Le programme 123 « Conditions de vie outre-mer » subit des diminutions de crédits un peu plus importantes, avec des baisses de 8 % pour les autorisations d'engagement et de 16 % pour les crédits de paiement. Si l'on retire les effets de périmètre – suppression du financement de la dotation globale d'autonomie de la Polynésie française, transfert des crédits inscrits au contrat de convergence et de transformation conclu avec la Guyane dans la mission « Cohésion des territoires », compensation de l'octroi de mer en Guyane, fin de l'abondement du régime de solidarité de la Polynésie française –, la baisse ne serait que de 50 millions d'euros en crédits de paiement.
En outre, Mme la ministre a signalé que le Gouvernement propose de rétablir une aide à l'accession au logement dans la mission « Logement ». La baisse de crédits sur la mission « Outre-mer » sera compensée à due concurrence par la mission « Logement » à hauteur d'une trentaine de millions d'euros.
Trois actions du programme 123 sont néanmoins affectées à la baisse en raison de la sous-consommation des crédits alloués en 2018 et certainement aussi en 2019. Il s'agit de l'action 02 relative à l'aménagement du territoire, l'action 08 sur le fonds exceptionnel d'investissement et l'action 09 sur l'appui à l'accès aux financements bancaires.
Si la logique implacable consistant à baisser le niveau des crédits de paiement en fonction de leur taux d'exécution peut s'entendre d'un strict point de vue budgétaire, je recommande au Gouvernement de faire preuve de la même tolérance que celle qu'il affiche à l'égard de la marge d'erreur de l'ACOSS dans la prévision du coût des exonérations de charges. Si on tolère de l'ACOSS qu'elle se trompe de 30 à 50 millions d'euros chaque année, on peut accepter que les collectivités bénéficient de la même indulgence, d'autant que les difficultés sont réelles dans ces territoires. À Mayotte et en Guyane, des plateformes d'ingénierie ont été constituées afin d'atténuer ces difficultés. Il pourrait en aller de même dans d'autres territoires.
Ces difficultés en termes de consommation de crédits ne peuvent pas nous faire oublier les besoins de financement réels que les territoires ont exprimés, même si la technique juridique et administrative conduisant à les utiliser leur fait défaut. Ces carences peuvent être facilement palliées, à moindre coût, si l'AFD et les services de l'État conduisent un effort conjoint.

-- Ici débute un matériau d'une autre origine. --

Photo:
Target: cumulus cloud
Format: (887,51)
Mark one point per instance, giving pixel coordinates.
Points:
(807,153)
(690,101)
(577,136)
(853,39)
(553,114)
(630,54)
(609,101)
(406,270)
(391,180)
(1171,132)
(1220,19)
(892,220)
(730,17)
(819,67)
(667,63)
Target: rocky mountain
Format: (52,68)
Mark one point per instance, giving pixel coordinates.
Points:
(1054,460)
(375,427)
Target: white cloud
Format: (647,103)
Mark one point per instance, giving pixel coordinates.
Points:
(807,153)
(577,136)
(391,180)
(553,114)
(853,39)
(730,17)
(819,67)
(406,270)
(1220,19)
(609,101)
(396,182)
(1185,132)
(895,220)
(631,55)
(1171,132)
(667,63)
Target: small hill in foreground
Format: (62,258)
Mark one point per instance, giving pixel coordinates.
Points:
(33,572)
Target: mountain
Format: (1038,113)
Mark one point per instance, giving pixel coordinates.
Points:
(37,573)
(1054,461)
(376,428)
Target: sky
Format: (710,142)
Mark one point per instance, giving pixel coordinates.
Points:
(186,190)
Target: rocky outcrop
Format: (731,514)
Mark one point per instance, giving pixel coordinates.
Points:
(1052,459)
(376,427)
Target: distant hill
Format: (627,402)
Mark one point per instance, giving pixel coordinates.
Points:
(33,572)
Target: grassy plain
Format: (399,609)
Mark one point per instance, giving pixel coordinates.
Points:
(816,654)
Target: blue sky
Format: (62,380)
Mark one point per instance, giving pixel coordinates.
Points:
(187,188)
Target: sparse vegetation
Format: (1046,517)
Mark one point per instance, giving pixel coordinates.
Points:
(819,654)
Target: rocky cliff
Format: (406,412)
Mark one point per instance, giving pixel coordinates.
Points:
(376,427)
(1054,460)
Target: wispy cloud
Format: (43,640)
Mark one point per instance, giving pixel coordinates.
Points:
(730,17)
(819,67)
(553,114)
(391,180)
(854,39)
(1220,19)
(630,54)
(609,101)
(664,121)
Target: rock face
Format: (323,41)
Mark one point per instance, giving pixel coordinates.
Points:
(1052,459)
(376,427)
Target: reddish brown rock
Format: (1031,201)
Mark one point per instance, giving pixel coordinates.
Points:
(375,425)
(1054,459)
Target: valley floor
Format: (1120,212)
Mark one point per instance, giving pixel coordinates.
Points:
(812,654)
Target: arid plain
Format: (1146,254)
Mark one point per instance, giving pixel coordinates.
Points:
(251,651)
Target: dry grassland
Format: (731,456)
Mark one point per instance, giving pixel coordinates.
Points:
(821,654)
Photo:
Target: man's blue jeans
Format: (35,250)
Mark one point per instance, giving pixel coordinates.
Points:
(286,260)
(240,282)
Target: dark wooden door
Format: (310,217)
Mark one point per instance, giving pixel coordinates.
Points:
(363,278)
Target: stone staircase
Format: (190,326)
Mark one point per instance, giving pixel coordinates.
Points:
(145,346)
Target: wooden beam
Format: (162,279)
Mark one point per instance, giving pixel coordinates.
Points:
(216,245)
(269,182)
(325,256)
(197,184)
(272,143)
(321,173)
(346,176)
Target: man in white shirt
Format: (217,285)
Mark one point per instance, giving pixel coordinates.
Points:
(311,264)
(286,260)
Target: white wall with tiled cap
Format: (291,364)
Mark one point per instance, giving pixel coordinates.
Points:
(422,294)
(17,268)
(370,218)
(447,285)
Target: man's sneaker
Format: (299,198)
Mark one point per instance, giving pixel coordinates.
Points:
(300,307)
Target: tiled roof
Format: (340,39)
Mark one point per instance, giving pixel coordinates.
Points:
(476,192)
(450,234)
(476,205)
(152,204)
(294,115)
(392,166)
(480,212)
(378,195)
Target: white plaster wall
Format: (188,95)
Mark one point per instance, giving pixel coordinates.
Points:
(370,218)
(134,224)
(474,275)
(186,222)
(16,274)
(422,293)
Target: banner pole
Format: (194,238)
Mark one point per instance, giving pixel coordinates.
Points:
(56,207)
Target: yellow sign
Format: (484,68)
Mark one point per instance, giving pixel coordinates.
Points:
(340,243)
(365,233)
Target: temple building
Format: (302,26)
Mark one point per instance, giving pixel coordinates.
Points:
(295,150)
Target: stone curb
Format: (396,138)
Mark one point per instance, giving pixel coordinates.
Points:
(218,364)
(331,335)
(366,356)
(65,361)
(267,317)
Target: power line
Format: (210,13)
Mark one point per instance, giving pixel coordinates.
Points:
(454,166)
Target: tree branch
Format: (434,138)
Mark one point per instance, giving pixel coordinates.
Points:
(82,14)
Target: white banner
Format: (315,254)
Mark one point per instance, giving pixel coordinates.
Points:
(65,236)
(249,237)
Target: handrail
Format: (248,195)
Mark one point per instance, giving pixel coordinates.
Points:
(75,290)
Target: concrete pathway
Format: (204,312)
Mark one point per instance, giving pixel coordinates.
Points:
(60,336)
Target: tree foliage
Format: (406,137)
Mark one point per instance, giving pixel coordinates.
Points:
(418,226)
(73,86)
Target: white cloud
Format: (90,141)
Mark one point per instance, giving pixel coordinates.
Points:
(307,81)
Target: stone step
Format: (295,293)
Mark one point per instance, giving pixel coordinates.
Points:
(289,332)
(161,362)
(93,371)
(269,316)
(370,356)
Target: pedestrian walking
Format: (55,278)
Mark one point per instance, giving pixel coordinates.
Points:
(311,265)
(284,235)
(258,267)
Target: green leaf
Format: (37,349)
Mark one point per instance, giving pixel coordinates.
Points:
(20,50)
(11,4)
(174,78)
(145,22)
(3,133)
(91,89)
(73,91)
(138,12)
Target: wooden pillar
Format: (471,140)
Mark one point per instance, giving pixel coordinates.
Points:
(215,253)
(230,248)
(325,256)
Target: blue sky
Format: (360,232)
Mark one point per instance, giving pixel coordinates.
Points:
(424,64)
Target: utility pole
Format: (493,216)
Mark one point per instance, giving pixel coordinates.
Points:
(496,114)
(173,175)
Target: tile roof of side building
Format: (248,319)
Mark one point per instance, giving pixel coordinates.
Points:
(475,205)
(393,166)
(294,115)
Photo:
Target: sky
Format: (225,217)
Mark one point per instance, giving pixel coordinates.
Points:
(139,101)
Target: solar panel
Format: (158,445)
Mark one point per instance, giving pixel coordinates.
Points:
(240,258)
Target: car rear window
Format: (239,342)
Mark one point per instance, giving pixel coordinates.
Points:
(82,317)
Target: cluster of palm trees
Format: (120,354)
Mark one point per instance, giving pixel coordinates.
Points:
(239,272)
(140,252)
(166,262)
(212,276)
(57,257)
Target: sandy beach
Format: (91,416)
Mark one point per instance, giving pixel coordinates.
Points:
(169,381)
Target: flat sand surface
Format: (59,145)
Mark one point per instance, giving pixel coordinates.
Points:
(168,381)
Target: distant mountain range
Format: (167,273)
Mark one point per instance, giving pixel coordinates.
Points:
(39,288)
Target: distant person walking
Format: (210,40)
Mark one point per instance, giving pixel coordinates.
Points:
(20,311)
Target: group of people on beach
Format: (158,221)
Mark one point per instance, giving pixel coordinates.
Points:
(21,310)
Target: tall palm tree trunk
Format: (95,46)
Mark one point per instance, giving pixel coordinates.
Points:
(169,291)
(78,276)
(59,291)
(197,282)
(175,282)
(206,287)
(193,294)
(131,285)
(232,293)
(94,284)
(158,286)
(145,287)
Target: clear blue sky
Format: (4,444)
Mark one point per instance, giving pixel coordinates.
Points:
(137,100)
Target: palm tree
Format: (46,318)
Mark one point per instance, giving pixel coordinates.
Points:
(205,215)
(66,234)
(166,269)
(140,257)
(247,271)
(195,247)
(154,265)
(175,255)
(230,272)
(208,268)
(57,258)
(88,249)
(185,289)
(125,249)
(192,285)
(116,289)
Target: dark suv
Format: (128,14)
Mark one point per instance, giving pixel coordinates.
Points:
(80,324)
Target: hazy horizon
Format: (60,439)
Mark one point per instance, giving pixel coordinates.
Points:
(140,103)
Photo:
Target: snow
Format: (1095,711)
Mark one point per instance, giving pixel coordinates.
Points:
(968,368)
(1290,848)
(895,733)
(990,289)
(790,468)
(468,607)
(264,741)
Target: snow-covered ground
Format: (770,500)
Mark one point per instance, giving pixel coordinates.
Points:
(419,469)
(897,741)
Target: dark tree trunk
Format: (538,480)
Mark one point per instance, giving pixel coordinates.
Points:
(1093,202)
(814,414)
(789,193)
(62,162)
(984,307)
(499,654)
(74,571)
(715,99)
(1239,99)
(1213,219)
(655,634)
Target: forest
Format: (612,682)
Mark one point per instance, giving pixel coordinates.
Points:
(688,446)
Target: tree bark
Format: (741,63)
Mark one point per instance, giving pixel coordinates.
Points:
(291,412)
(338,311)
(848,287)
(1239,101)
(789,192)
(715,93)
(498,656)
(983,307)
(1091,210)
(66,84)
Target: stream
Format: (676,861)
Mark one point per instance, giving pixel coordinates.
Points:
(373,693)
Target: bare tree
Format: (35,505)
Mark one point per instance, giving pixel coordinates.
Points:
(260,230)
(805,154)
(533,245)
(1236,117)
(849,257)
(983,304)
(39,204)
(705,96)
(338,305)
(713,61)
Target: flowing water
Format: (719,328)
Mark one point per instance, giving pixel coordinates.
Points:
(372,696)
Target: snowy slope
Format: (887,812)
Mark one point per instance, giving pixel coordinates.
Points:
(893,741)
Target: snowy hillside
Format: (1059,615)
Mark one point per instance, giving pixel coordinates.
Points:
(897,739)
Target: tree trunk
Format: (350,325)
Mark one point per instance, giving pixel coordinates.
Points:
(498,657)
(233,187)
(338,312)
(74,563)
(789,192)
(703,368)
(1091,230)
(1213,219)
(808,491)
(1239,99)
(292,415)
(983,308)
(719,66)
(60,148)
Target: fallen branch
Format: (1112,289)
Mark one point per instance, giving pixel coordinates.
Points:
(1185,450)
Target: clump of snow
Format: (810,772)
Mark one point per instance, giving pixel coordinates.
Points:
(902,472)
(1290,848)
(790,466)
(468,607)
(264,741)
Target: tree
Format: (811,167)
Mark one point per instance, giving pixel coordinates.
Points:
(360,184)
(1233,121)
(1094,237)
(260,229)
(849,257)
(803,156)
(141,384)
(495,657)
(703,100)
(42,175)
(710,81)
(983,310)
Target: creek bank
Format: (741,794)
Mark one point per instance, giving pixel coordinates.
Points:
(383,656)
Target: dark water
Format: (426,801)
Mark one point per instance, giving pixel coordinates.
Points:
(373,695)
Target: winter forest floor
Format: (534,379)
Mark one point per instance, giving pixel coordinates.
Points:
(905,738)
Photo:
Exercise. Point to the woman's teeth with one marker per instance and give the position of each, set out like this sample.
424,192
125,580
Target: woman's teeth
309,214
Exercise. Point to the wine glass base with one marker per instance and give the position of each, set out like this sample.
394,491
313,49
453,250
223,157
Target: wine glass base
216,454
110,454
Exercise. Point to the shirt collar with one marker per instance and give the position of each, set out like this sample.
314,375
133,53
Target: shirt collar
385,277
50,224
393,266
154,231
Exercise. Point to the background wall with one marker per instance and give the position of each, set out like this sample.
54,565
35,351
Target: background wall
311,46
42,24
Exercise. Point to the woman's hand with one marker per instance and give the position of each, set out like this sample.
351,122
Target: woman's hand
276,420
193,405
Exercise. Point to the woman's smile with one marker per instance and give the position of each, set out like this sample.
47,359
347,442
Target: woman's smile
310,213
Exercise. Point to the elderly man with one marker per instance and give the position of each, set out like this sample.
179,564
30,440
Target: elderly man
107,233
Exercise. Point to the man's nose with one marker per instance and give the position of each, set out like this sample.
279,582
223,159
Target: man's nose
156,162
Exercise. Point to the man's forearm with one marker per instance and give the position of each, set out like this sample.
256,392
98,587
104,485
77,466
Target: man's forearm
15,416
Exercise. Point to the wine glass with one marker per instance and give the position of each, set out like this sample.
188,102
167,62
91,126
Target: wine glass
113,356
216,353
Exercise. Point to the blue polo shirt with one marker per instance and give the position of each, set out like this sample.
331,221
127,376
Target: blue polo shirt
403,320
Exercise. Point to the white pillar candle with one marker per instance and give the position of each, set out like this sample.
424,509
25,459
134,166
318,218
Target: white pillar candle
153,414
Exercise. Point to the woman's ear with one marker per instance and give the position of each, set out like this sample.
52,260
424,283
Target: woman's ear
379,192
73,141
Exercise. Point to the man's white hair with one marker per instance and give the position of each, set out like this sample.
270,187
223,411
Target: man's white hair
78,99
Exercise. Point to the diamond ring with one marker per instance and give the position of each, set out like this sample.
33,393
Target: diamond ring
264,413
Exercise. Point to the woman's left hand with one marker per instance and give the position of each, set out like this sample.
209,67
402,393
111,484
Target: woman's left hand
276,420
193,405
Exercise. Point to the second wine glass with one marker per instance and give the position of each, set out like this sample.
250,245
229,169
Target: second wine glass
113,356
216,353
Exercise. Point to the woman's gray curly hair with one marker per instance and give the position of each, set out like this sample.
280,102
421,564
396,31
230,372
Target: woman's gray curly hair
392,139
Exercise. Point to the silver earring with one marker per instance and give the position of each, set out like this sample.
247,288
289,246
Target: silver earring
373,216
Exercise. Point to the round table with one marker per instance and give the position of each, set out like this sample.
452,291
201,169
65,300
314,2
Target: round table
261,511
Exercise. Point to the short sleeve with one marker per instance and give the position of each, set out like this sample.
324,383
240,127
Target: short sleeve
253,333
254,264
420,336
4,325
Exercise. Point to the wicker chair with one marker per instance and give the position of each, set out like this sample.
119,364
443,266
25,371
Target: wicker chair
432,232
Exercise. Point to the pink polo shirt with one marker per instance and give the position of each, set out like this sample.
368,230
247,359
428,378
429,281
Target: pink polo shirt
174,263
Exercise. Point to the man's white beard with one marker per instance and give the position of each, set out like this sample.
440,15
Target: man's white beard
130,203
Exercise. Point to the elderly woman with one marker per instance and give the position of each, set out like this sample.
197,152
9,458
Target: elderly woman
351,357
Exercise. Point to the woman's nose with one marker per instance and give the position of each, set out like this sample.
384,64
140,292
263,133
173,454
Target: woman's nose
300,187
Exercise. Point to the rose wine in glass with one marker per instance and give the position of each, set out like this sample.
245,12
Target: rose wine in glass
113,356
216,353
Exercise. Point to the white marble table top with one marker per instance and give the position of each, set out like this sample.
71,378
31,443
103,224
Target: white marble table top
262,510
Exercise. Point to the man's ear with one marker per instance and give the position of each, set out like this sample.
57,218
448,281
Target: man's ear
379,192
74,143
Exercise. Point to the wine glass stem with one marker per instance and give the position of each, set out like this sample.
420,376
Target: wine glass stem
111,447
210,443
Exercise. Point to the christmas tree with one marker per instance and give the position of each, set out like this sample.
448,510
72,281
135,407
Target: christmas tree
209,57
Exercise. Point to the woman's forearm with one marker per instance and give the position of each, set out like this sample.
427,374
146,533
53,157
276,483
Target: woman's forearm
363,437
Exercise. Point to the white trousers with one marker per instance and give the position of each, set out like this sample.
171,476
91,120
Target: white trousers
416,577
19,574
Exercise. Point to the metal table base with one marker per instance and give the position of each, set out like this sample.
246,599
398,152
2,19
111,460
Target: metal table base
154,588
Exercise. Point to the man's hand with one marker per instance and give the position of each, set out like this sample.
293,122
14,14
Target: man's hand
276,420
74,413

Je tiens en outre à noter deux points positifs au sein des actions 01 et 02 de ce programme : d'abord, l'accompagnement de la mise en place dans chaque territoire d'un observatoire local du logement et de l'habitat ; ensuite, le doublement des crédits alloués au fonctionnement de l'ensemble des observatoires des prix, des marges et des revenus, pour 600 000 euros. Ce sont des structures importantes dans l'ensemble des territoires.
Je regrette cependant que les crédits alloués à la protection de l'environnement dans cette mission, qui ne poursuit pas cet objectif principal, demeurent insuffisants. C'est le cas pour les fonds de l'initiative française pour les récifs coralliens (IFRECOR) au sein des actions 01 et 02 ainsi que pour ceux qui concernent le Fonds vert, de l'action 09. J'ai déposé sur ces sujets des amendements que nous étudierons tout à l'heure.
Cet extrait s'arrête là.